So I though I might make a switcheroo for 2018.
Turns out there was a connection with Voltaire and Fred. Rousseau had fallen foul of the French regime and was being kicked out of Bern. Earlier he had received an invitation from Voltaire:
- Voltaire issued an invitation to Rousseau to come and reside with him, commenting that: “I shall always love the author of the ‘Vicaire savoyard’ whatever he has done, and whatever he may do…Let him come here [to Ferney]! He must come! I shall receive him with open arms. He shall be master here more than I. I shall treat him like my own son.”

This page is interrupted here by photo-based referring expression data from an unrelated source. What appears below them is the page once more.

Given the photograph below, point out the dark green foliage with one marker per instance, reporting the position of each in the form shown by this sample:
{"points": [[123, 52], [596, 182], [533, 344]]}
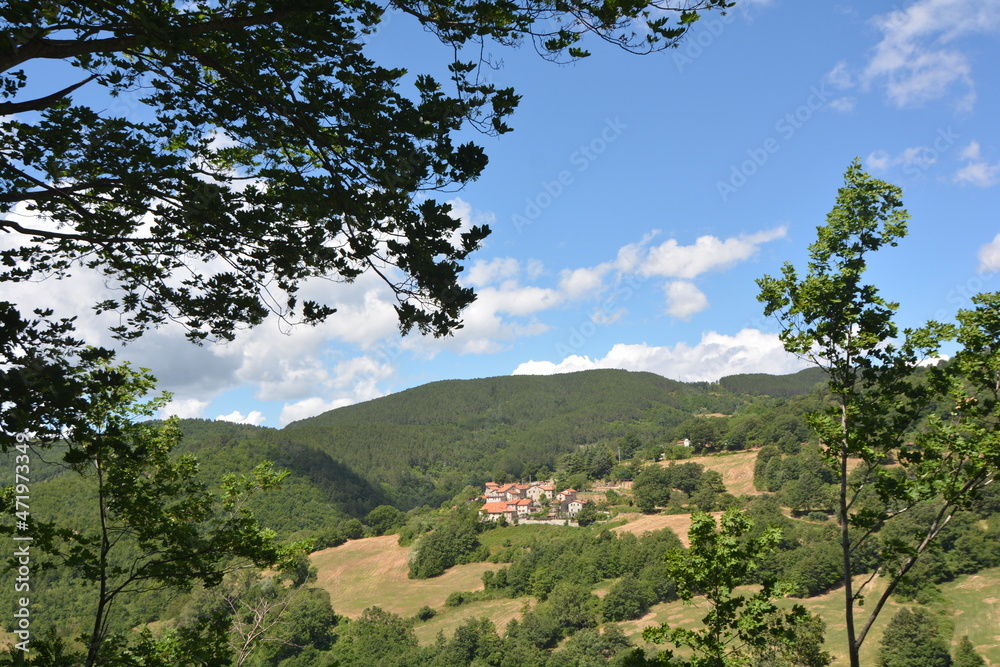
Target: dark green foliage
{"points": [[586, 516], [652, 486], [591, 648], [881, 396], [912, 639], [384, 518], [425, 613], [377, 637], [572, 606], [736, 627], [422, 445], [585, 558], [454, 539], [628, 599], [774, 385]]}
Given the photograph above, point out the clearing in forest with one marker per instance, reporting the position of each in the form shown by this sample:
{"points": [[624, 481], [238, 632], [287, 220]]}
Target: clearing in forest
{"points": [[736, 469], [372, 572]]}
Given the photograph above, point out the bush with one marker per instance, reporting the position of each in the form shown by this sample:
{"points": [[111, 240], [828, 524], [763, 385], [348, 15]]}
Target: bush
{"points": [[457, 599], [425, 613]]}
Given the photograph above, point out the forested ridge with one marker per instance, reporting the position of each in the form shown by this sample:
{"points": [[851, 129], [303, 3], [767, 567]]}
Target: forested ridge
{"points": [[463, 432]]}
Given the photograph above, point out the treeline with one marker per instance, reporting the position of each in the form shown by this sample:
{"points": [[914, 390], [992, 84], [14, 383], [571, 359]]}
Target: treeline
{"points": [[763, 384], [425, 444]]}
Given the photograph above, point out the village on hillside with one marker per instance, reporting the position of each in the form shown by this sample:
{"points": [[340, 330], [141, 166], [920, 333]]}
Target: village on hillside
{"points": [[536, 500]]}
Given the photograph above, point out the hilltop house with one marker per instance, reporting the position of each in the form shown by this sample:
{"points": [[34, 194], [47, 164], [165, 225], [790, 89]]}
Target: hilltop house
{"points": [[517, 501]]}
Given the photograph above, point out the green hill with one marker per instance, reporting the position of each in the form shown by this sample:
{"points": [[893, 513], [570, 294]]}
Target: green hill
{"points": [[762, 384], [459, 432]]}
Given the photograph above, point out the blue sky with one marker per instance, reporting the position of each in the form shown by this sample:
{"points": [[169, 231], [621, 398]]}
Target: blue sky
{"points": [[638, 199]]}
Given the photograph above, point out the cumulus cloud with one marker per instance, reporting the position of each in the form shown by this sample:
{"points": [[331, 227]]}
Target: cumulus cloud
{"points": [[483, 273], [684, 299], [989, 256], [708, 253], [977, 171], [715, 356], [255, 418], [579, 283], [920, 157], [309, 407], [185, 408], [918, 60]]}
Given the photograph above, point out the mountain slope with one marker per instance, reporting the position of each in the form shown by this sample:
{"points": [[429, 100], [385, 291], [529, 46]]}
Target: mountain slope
{"points": [[463, 431]]}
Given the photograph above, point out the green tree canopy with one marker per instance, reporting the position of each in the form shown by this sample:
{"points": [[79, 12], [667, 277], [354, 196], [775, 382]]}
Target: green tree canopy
{"points": [[845, 327], [912, 639]]}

Fred had the view that people could think whatever they liked, and had the right to be fools. So in the end Rousseau got sanctuary in the Principality of Neuchâtel, a small state in southern Germany near the Alps which Fred happened to own. Fred, busy with the Seven Years War wrote to the governor of Neuchâtel:
- We must succor this poor unfortunate. His only offense is to have strange opinions which he thinks are good ones. I will send a hundred crowns, from which you will be kind enough to give him as much as he needs. I think he will accept them in kind more readily than in cash. If we were not at war, if we were not ruined, I would build him a hermitage with a garden, where he could live as I believe our first fathers did…I think poor Rousseau has missed his vocation; he was obviously born to be a famous anchorite, a desert father, celebrated for his austerities and flagellations…I conclude that the morals of your savage are as pure as his mind is illogical.
Any way Rousseau thanked Fred, but still urged him to give up his military activities. That wasn’t up to Fred at the time, but after the Seven Year War ended Fred did preside over peace for about 40 years.